Book Introduction

From the Author:

My military career was from February 28, 1956, to March 31, 1976.
My Air Force specialty code was 65170 – Procurement Supervisor, and
my secondary specialty was 64570 – Inventory Management Supervisor,
which was a politically correct term for Supply Sergeant or NCOIC. I
worked in just about every field in the service part of the Air Force,
from working as a physical education instructor to teaching warfare
techniques. I trained the First PJ–Jumpers–ARRC in 1958. I always had
a great group of people, and we were successful because I was able to
always teach respect for one another, which led to a good outfit. Great
leaders are born, and I was a DAMN good leader of human beings!
I would have been great in military or civilian life, but the military
was able to give me the discipline and organizational skills to accomplish
any task I was given. With my faith, prayer, and knowledge that I am who
I am, I knew I could do anything that I was able to do to completion.
I was top of my NCO Leadership School and top of the NCO academy.
I was one of the first to enter a one–year school in New York called
“The Blue Suiter Program Military Group.” It was for the first computer
system to be operated by military personnel, the UNIVAC 1050 computer
system for the Air Force (1964). My job was NCOIC of 100,000
line items (spare parts) for the complete system.

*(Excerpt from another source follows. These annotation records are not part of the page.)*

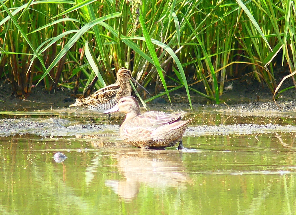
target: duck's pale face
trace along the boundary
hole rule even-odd
[[[137,99],[134,97],[126,96],[120,99],[115,106],[105,111],[104,113],[109,114],[119,111],[127,114],[134,112],[137,114],[139,112],[139,109]]]

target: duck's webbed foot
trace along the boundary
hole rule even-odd
[[[183,143],[182,142],[182,140],[181,140],[179,142],[180,143],[179,144],[179,146],[178,147],[178,149],[185,149],[185,148],[183,146]]]

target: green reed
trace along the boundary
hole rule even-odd
[[[184,87],[191,105],[190,91],[218,103],[225,82],[244,76],[274,92],[281,53],[295,70],[290,0],[1,3],[0,77],[20,97],[41,81],[49,91],[88,95],[124,66],[154,88],[152,99],[164,91],[170,101],[169,92]],[[169,80],[176,87],[168,89]],[[200,82],[204,92],[195,88]]]

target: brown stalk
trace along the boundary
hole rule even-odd
[[[98,79],[97,76],[96,76],[90,84],[87,87],[87,88],[86,89],[83,95],[84,98],[89,96],[90,95],[91,93],[91,91],[92,91],[94,87],[94,86],[95,84],[96,84],[96,81],[98,81]]]
[[[56,24],[54,25],[54,30],[53,32],[52,33],[52,37],[57,37],[57,24]],[[57,42],[56,42],[52,44],[52,53],[51,55],[51,62],[52,62],[53,61],[53,60],[57,56]],[[50,71],[49,71],[48,73],[49,74],[50,76],[53,79],[54,78],[54,67]],[[51,80],[51,78],[49,78],[49,84],[50,83],[52,83],[51,86],[49,88],[49,91],[51,91],[52,89],[53,85],[54,83],[52,82],[52,81]]]

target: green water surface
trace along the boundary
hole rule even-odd
[[[186,137],[188,149],[158,150],[108,132],[0,137],[0,214],[296,212],[296,133]],[[57,152],[67,158],[56,163]]]

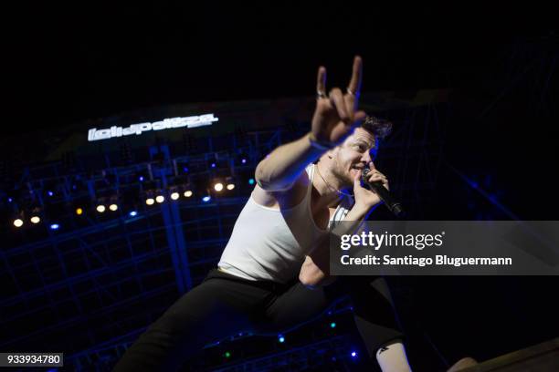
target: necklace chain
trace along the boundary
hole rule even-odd
[[[324,177],[322,177],[321,170],[319,170],[318,165],[316,166],[316,172],[319,174],[319,176],[321,176],[321,178],[322,179],[322,181],[324,181],[324,183],[330,190],[332,190],[332,191],[335,191],[339,195],[345,195],[345,196],[350,196],[350,197],[352,196],[351,194],[348,194],[347,192],[343,192],[343,191],[338,190],[334,188],[333,186],[331,186],[330,183],[328,183],[326,180],[324,180]]]

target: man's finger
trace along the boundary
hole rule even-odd
[[[340,90],[339,88],[334,88],[330,91],[328,97],[330,98],[330,102],[336,108],[340,119],[342,119],[342,121],[343,121],[345,124],[351,123],[352,116],[350,116],[350,113],[347,112],[347,108],[345,108],[345,102],[343,101],[343,94],[342,93],[342,90]]]
[[[363,60],[361,57],[355,56],[353,58],[353,70],[352,72],[352,79],[350,80],[347,88],[350,90],[348,93],[353,93],[355,100],[359,98],[359,94],[361,93],[361,81],[363,78]]]
[[[316,93],[318,96],[322,94],[326,98],[326,67],[321,66],[319,67],[318,76],[316,78]]]

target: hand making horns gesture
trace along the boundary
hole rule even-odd
[[[326,67],[319,67],[316,109],[311,126],[311,135],[319,143],[327,147],[340,144],[365,119],[364,111],[357,111],[362,75],[363,61],[361,57],[355,56],[352,79],[345,93],[339,88],[332,88],[326,94]]]

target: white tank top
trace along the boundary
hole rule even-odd
[[[241,211],[217,266],[248,280],[287,283],[299,275],[305,255],[326,231],[320,229],[311,212],[314,165],[305,170],[310,182],[303,200],[290,209],[276,210],[257,203],[252,195]],[[342,221],[353,204],[344,197],[328,224]]]

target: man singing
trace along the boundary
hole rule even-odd
[[[257,186],[240,212],[216,269],[180,298],[127,350],[116,371],[176,370],[209,342],[238,332],[282,332],[319,316],[349,295],[355,325],[383,371],[410,371],[390,294],[380,278],[328,270],[328,232],[359,223],[380,202],[361,184],[386,177],[371,152],[390,124],[357,110],[362,60],[345,92],[326,93],[320,67],[311,131],[258,165]],[[318,160],[318,161],[317,161]],[[353,191],[353,196],[352,191]]]

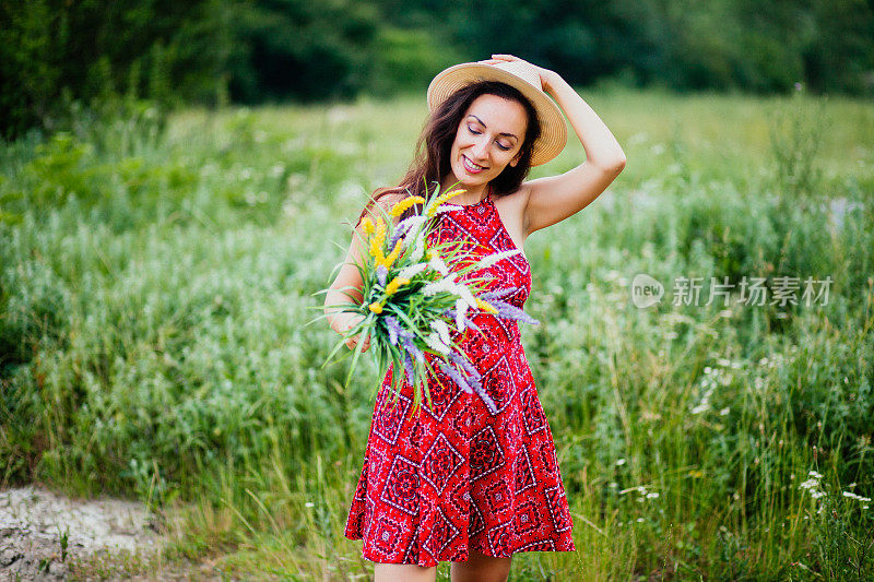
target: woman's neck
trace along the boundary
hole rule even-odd
[[[485,197],[488,195],[489,188],[487,182],[470,188],[465,188],[464,186],[461,185],[458,185],[453,188],[452,185],[457,183],[457,181],[458,180],[456,180],[454,176],[449,175],[447,178],[444,179],[444,183],[440,189],[440,193],[448,192],[450,188],[452,190],[457,188],[461,188],[464,190],[464,192],[456,197],[452,197],[450,203],[457,202],[458,204],[464,204],[464,205],[476,204],[479,202],[482,202],[485,199]]]

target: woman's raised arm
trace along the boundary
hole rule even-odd
[[[521,60],[512,55],[492,55],[499,62]],[[532,64],[533,66],[533,64]],[[625,168],[625,152],[598,114],[582,100],[574,88],[555,71],[538,69],[543,90],[553,96],[564,110],[582,147],[586,161],[558,176],[524,182],[527,198],[524,236],[572,216],[588,206]]]

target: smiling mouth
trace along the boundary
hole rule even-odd
[[[480,166],[479,164],[474,164],[473,162],[468,159],[468,156],[465,156],[464,154],[461,154],[461,164],[464,166],[464,169],[466,169],[472,174],[479,174],[484,169],[486,169],[485,166]]]

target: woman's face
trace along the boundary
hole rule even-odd
[[[452,142],[450,161],[456,181],[468,188],[484,185],[508,164],[516,166],[527,127],[528,115],[520,103],[489,94],[476,97]]]

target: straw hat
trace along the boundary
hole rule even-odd
[[[428,109],[434,111],[447,97],[464,85],[476,81],[500,81],[518,88],[538,111],[541,134],[534,142],[531,165],[551,161],[567,143],[567,127],[562,110],[543,91],[536,69],[524,61],[503,61],[495,64],[462,62],[434,78],[428,85]]]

At procurement school at Lowry AFB Denver Colorado, I held a
GPA of 4.0 and was class president. There was a college ECI course
given through the University of Maryland. I completed 71 courses in
other career fields as an Airman. I knew as much about other missions
as other folks did, and I also completed all the other 27 courses and related
jobs in my career field, which gave me enough credits for a BA
college degree.

Some of my accomplishments were EOC NCOIC, Commissioner
of the 5 BX Program, exercise and diet base level, base schools and all
squadron activities to operate a base.

My masonic order and my involvement as a captain of a semi–pro–
football team gave me a platform to involve the base and the city in football,
flag football, softball, baseball, bowling, little– and pony–leagues
(eight– to 14–year–old boys’ after school football program, if their grade
point averages were up to a 3.0), a Thanksgiving program for the needy
(every November), and a program for disadvantaged kids that included
seven masonic brothers acting as “big brothers” and role models.
If they had any problems, they would always call their best troubleshooter,
and I was always successful because I treated each person
with respect and as a human being, not as cattle.